フィジーは2017年の世界幸福度ランキングでも見事第一位となり、「世界一幸せな国民」としても注目を集めています。

ワーキングホリデーと組み合わせやすい


オセアニアに位置するフィジーは、オーストラリアやニュージーランドとも近く、飛行機でわずか2〜4時間、2万円〜4万円程度で渡航できます。
また、オーストラリアやニュージーランドの語学学校と比較しても費用が安く、ワーホリ前に英語を学べるとあって、2カ国留学としてフィジー留学を選ぶ人も多くいます。

海が綺麗

フィジーの海
フィジーは330の島からなる南太平洋の楽園です。
留学学校はビチレブ島という一番大きい島に集中していますが、ボートに乗り30分〜1時間もすれば、真っ青な海が広がる離島に遊びに行くこともできます。まさにリゾート生活。日常を忘れるにはもってこいの環境です。

ダイビングやサーフィンのメッカとも言われているので、マリンスポーツが好きな方にもオススメです。

留学費用が安い

アメリカやイギリスに比べ、約1/3の費用で留学することができます。
具体的にどのぐらいなのか、下にある「フィジー留学費用」箇所を見てみてください。

英語初心者に優しい

フィジーは国民の9割以上が英語を話すことができ、島国ということもあってか、みんな比較的ゆっくりと話します。
さらにとても話好きで世界一フレンドリーな国です。英語初心者にとってフィジーは、むしろ英語ネイティブの国よりも語学学習に適しているとも思います。

かけがえのない友人との出会い

世界中に友達ができる、というのももちろん、海外で知り合った日本人というのは、留学生活の宝物のひとつだと思っています。

フィジーに限ったことではないですが、海外へ留学する日本人には個性豊かな人が多いです。
私も、フィジー留学生活の中で、銀行員やUSJのプロダンサー、助産婦、NGOで世界を飛び回っている人など、多くの友人ができました。

普段日本で生活する中ではなかなか知り合えない人ばかりで、自分自身の考え方の幅が広がりました。

フィジー留学のデメリット

直行便がない


2017年現在、日本からフィジーには直行便が飛んでおらず、経由便を使って行く方法しかありません。
渡航には、だいたい13〜15時間、10万〜15万円程度がかかります。

日本人留学生が多い

私が行っていた学校は9割が日本人。多くの友人ができる反面、母国語で話す時間が長くなることは、英語学習の面で見るとデメリットでもあります。

食べ物が合わないとツラい

フィジー人の主食はタロイモやキャッサバなどのイモ類。島国のため魚介類も豊富で、ココナッツを使った料理が多いのも特徴です。
フィジーにはインド人も多いので、インド人家庭にホームステイともなると、3食カレー味です。

何が一番ツラいかというと、焼きそばを乗せたご飯をおかずにタロイモを食べるというような、どう考えてもおかしいだろうという食事が結構普通に出てくることです。

現地人は栄養バランスなどというものはほとんど気にしません。たくさん食べることが幸せ、少ししか食べられないのはかわいそうと思うらしく、もっと食べる?と毎回聞かれます。

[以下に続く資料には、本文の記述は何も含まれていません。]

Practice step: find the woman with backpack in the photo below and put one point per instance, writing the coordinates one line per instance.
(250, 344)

食に関しては好みの部分が大きく、ホームステイによってかなり差があるのでなんとも言えませんが、心配な方はビタミン剤を持って行くなどしても良いかもしれません。

現地にはアジア系の人もいるので、レストランでは、中華や韓国料理、日本食も食べられます。外食も適度に取ることでバランスをとってもいいでしょう。

ホームステイ先で英語を話していないことがある

フィジーは多民族国家で、約6割のフィジー系の住民の他、約4割を占めるインド系住民がいます。
フィジー系の人はフィジー語、インド系の人はヒンディー語を母国語として持っており、家では母国語を中心に話す家庭もあります。

虫が多い。野良犬も多い。

フィジーは熱帯気候のため、虫が多いです。特に雨期は蚊の大量発生も起こるので、刺されやすい人は入念に対策をしてください。

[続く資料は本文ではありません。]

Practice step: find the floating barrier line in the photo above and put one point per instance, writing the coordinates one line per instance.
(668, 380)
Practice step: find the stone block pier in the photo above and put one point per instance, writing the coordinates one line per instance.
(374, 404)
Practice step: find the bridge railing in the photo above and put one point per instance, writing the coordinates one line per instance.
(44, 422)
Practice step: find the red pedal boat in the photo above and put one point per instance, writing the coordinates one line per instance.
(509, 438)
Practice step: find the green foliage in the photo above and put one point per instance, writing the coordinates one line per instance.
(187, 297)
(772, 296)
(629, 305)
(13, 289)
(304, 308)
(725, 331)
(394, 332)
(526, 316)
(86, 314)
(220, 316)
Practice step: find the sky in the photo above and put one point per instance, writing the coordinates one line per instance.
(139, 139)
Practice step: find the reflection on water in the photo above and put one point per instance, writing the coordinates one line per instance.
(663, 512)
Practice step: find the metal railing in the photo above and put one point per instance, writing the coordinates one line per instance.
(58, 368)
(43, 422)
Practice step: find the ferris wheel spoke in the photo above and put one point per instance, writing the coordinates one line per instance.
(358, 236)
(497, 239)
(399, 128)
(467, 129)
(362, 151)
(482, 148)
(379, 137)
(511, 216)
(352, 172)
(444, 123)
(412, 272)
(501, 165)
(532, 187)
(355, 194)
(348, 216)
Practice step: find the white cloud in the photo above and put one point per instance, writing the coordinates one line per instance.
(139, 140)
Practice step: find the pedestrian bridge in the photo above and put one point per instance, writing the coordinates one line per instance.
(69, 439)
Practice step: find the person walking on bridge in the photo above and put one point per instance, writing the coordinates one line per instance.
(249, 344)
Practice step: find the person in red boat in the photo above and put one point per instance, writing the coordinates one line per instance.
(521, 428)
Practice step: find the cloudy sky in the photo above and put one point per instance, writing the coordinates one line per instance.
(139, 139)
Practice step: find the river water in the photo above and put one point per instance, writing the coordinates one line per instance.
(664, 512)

また、ヤモリがいたり、すごい巨大なゴキブリがいたりもしますので、嫌いな人はきついかもしれません。
さらに、野良犬も多く、噛まれると感染症になりかねないので、十分に気をつけてください。

フィジー留学費用


海外留学を志す人にとって、費用は最大の問題ともなります。フィジー留学は留学費用が安く、アメリカやイギリスなどと比べ約1/3程度と言われます。

留学期間によって費用は異なりますが、参考までに、私がフィジー留学に支払った費用を以下に記載します。

期間:2014年7月〜9月の11週間

項目 金額
入学金 20,000円
授業料 176,000円
ホームステイ(77泊分) 96,250円
短期留学ビザ申請料 14,800円
留学会社への手数料 30,000円
航空券代(片道・燃油サーチャージ込) 96,280円
海外旅行損害保険料 38,240円
合計 471,570円

留学の初期費用はこんな感じで、ここに現地生活費がプラスされます。

発展途上国のため人件費が安いこともあり、授業料などは他国と比べかなり安いと思います。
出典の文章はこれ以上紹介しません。